Bluttat an Schule als Zeichen steigender Jugendgewalt?

dpa/lsw Östringen. Nach der Pause geht ein 13-jähriger Realschüler mit einem Messer bewaffnet auf einen Gleichaltrigen los, sticht mehrfach auf ihn ein. Die Tat und eine ähnliche in Sachsen-Anhalt erschüttern. Doch sind sie ein Zeichen wachsender Gewalt unter Jugendlichen?

Einsatzfahrzeuge stehen vor einer Realschule. Foto: Julian Bucher/Einsatzreport 24/dpa

Einsatzfahrzeuge stehen vor einer Realschule. Foto: Julian Bucher/Einsatzreport 24/dpa

Der Messerangriff eines 13-Jährigen auf einen Mitschüler in Östringen (Kreis Karlsruhe) ist aus Expertensicht ein Einzelfall. „Solche Fälle sind extrem selten“, sagte Matthias Schneider, Geschäftsführer der Lehrergewerkschaft GEW in Baden-Württemberg am Dienstag. Zahlen dazu seien schwer zu vergleichen, weil früher nicht jeder Fall in die Statistik eingegangen sei. Die tatsächliche Belastung der Schulen durch Gewaltexzesse sei deutlich geringer, als es oft den Eindruck mache, heißt es auch in einer Broschüre des Kultusministeriums in Stuttgart. Das Deutsche Jugendinstitut berichtet ebenfalls, dass von „Brutalisierung von Jugendgewalt“ keine Rede sein könne.
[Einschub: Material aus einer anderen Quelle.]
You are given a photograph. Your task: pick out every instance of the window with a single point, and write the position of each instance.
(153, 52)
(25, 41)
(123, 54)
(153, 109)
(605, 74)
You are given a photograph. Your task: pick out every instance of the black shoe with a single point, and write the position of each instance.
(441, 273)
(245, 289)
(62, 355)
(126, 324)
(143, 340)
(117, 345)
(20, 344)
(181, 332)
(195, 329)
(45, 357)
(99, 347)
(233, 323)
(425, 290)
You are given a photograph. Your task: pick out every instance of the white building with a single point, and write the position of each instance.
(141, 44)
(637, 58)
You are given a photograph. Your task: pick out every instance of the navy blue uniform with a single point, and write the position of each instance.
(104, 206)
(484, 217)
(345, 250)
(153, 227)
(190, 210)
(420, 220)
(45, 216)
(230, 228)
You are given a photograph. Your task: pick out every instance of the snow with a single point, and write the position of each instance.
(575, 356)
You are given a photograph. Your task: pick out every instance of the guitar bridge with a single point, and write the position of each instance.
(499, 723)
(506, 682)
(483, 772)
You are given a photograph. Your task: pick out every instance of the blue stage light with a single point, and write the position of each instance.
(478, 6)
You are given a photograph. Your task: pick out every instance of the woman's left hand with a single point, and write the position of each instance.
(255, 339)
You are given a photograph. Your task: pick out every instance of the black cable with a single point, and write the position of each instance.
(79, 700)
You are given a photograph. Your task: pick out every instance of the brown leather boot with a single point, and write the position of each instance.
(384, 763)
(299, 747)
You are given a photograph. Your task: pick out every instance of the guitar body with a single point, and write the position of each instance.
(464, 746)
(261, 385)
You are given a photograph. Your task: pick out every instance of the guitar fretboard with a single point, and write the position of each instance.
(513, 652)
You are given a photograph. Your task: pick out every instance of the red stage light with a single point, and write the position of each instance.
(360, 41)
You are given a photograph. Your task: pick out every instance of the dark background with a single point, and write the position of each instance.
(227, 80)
Der Chef der Deutschen Polizei-Gewerkschaft, Rainer Wendt, hingegen sagte am Dienstag der Deutschen Presse-Agentur: „Schule ist kein geschützter Raum mehr. Da sitzen Jungs, die finden es toll, dass sie ein Messer dabei haben.“ Lehrer sollten auch ohne gerichtlichen Beschluss die Taschen der Schüler durchsuchen dürfen, forderte er. Und sie müssten etwa wissen, wenn ein Schüler in der Freizeit wegen Gewaltbereitschaft auffalle. Dass die Lehrkräfte darüber informiert würden, verhindere im Moment aber der Datenschutz, so Wendt.
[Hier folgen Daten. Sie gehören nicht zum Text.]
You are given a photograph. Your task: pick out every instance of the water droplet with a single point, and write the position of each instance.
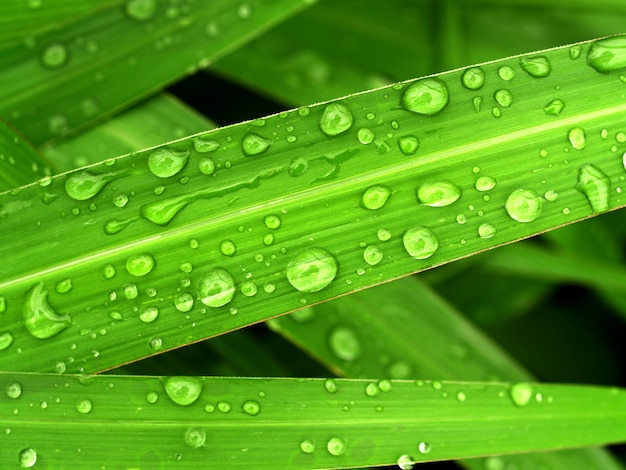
(84, 185)
(183, 390)
(607, 55)
(330, 385)
(254, 144)
(596, 187)
(312, 270)
(372, 255)
(251, 407)
(55, 55)
(140, 265)
(537, 67)
(420, 242)
(428, 96)
(228, 248)
(336, 446)
(504, 98)
(344, 343)
(521, 393)
(27, 458)
(166, 162)
(577, 138)
(141, 10)
(423, 447)
(40, 319)
(486, 231)
(405, 462)
(524, 205)
(336, 119)
(195, 437)
(473, 78)
(84, 406)
(375, 197)
(149, 314)
(217, 288)
(307, 446)
(14, 390)
(408, 144)
(206, 166)
(438, 193)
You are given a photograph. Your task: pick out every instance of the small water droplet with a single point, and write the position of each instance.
(84, 406)
(427, 96)
(537, 66)
(336, 119)
(166, 162)
(473, 78)
(307, 446)
(438, 193)
(140, 265)
(420, 242)
(607, 55)
(312, 270)
(486, 231)
(524, 205)
(504, 98)
(521, 393)
(195, 437)
(408, 144)
(27, 458)
(577, 138)
(55, 55)
(40, 319)
(254, 144)
(251, 407)
(336, 446)
(595, 185)
(375, 197)
(183, 390)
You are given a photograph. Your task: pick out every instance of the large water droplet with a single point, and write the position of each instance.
(537, 67)
(85, 185)
(336, 446)
(375, 197)
(344, 343)
(524, 205)
(596, 186)
(521, 393)
(336, 119)
(183, 390)
(473, 78)
(420, 242)
(607, 55)
(428, 96)
(312, 270)
(27, 458)
(165, 162)
(438, 193)
(140, 265)
(40, 319)
(195, 437)
(254, 144)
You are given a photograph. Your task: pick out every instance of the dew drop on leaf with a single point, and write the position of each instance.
(183, 390)
(420, 242)
(427, 96)
(217, 288)
(336, 118)
(524, 205)
(312, 270)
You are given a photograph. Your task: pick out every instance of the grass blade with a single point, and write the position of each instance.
(194, 421)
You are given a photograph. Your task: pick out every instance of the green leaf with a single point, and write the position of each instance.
(225, 229)
(58, 420)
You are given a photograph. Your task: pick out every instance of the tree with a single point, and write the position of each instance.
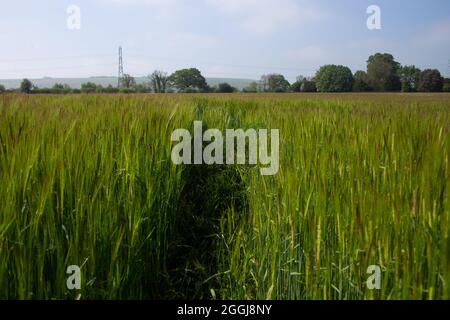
(225, 88)
(308, 86)
(277, 83)
(409, 77)
(127, 81)
(158, 81)
(26, 86)
(431, 81)
(252, 87)
(88, 87)
(188, 80)
(360, 83)
(303, 85)
(382, 72)
(333, 78)
(263, 85)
Jugendgewalt ereigne sich meist unter männlichen Jugendlichen, so das Deutsche Jugendinstitut. Zwar gebe es nach einem längeren Rückgang von körperlicher Gewalt einen Anstieg in einzelnen Schulformen - vor allem an Hauptschulen, schreiben die Fachleute in einer Analyse von Daten der Deutschen Gesetzlichen Unfallversicherung. Die Zahl der erfassten Knochenbrüche bei „Raufunfällen“ an Schulen sei aber „seit Jahren auf einem nahezu gleichbleibenden, sehr niedrigen Niveau“.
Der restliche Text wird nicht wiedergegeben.